[The Evolution of Modern Medicine by William Osler]@TWC D-Link bookThe Evolution of Modern Medicine CHAPTER II -- GREEK MEDICINE 27/72
From one we gather that dropsy was treated in a novel way: Asklepios cuts off the patient's head, holds him up by the heels, lets the water run out, claps on the patient's head again.
Here is one of the invocations: "Oh, blessed Asklepios, God of Healing, it is thanks to thy skill that Diophantes hopes to be relieved from his incurable and horrible gout, no longer to move like a crab, no longer to walk upon thorns, but to have sound feet as thou hast decreed." The priests did not neglect the natural means of healing.
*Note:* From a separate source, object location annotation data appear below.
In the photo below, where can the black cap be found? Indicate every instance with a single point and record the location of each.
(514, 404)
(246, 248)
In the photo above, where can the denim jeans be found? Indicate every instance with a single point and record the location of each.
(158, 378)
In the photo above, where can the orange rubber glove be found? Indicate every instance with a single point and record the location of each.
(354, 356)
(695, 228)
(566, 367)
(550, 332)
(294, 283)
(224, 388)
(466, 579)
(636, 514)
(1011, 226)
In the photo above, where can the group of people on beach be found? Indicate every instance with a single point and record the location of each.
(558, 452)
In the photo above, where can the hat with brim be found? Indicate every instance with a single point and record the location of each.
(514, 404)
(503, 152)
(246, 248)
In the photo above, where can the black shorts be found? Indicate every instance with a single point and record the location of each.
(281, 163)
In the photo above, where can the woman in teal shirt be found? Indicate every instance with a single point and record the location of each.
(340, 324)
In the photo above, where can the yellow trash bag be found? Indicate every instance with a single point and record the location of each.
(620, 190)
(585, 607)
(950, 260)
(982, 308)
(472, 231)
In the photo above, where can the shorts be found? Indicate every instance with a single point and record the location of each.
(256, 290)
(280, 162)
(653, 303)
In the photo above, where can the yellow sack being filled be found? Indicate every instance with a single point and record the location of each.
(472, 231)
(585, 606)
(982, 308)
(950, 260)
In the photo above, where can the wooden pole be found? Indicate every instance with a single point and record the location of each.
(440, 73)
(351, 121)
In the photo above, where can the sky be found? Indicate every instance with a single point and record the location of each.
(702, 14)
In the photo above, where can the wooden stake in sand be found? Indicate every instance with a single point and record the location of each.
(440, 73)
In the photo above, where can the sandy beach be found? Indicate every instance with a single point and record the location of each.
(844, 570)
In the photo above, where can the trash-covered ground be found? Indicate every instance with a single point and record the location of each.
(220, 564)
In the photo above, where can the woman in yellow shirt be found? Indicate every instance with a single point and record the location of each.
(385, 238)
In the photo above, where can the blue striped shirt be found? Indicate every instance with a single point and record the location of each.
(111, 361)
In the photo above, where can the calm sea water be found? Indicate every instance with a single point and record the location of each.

The inscriptions show that great attention was paid to diet, exercise, massage and bathing, and that when necessary, drugs were used.
Birth and death were believed to defile the sacred precincts, and it was not until the time of the Antonines that provision was made at Epidaurus for these contingencies. One practice of the temple was of special interest, viz., the incubation sleep, in which dreams were suggested to the patients.
In the religion of Babylonia, an important part was played by the mystery of sleep, and the interpretation of dreams; and no doubt from the East the Greeks took over the practice of divination in sleep, for in the AEsculapian cult also, the incubation sleep played a most important role.